What happened

When widely followed electric vehicle maker NIO (NIO 5.16%) reported its monthly deliveries for October, investors were surprised at the sudden drop versus prior months. But it looks as if the company took a step back last month in order to move two steps forward. Investors interpreted November delivery results in that light, and the stock popped more than 4% in early trading today. At 10:10 a.m. ET, some of those gains had faded, but shares remained up 2.5%.

So what

Last month, October deliveries of only 3,667 vehicles surprised many investors. That figure represented a decrease of 27.5% year over year, after NIO's electric car shipments over the first nine months of 2021 marked an increase of more than 150% compared to the prior-year period. But there was a reason for the October results, and today NIO confirmed that they represented a one-time drop after it reported record monthly deliveries in November.  

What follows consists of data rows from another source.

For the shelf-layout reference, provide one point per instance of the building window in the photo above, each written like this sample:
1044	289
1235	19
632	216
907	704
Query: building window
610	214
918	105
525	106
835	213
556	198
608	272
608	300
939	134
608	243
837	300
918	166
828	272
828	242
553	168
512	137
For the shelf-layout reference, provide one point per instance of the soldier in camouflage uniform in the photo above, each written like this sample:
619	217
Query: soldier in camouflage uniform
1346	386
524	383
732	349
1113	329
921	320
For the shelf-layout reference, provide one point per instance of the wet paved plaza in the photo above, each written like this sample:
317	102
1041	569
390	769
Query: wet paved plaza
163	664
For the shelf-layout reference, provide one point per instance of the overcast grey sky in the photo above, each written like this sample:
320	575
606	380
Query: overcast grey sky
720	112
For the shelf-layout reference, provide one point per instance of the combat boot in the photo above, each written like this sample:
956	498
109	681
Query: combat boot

rear view of white Nio ES8 SUV destined for sale in Norway.

NIO began shipping its ES8 SUV to customers in Norway this year. Image source: NIO.

Now what

The sharp drop in October deliveries came as the company undertook "restructuring and upgrades of manufacturing lines and the preparation of new products introduction." That was in preparation to double its capacity as well as for production of its new ET7 luxury sedan, scheduled to begin in early 2022. Next year, NIO will also begin shipping the new model to Norway, where it has already established a presence and begun sales of its ES8 SUV. 

The bounce back in November deliveries seems to confirm NIO's claims and to show there was no underlying issue related to supply chain constraints or demand. NIO has now delivered 80,940 vehicles in 2021, which is a jump of more than 120% from the same period in 2020. 

Investors today are showing a bit of relief that the prior month's results were merely a sign that the company is progressing in its expansion plans. The EV market has plenty of room to grow, and NIO expects to be a meaningful part of it in both China and Europe in the year ahead.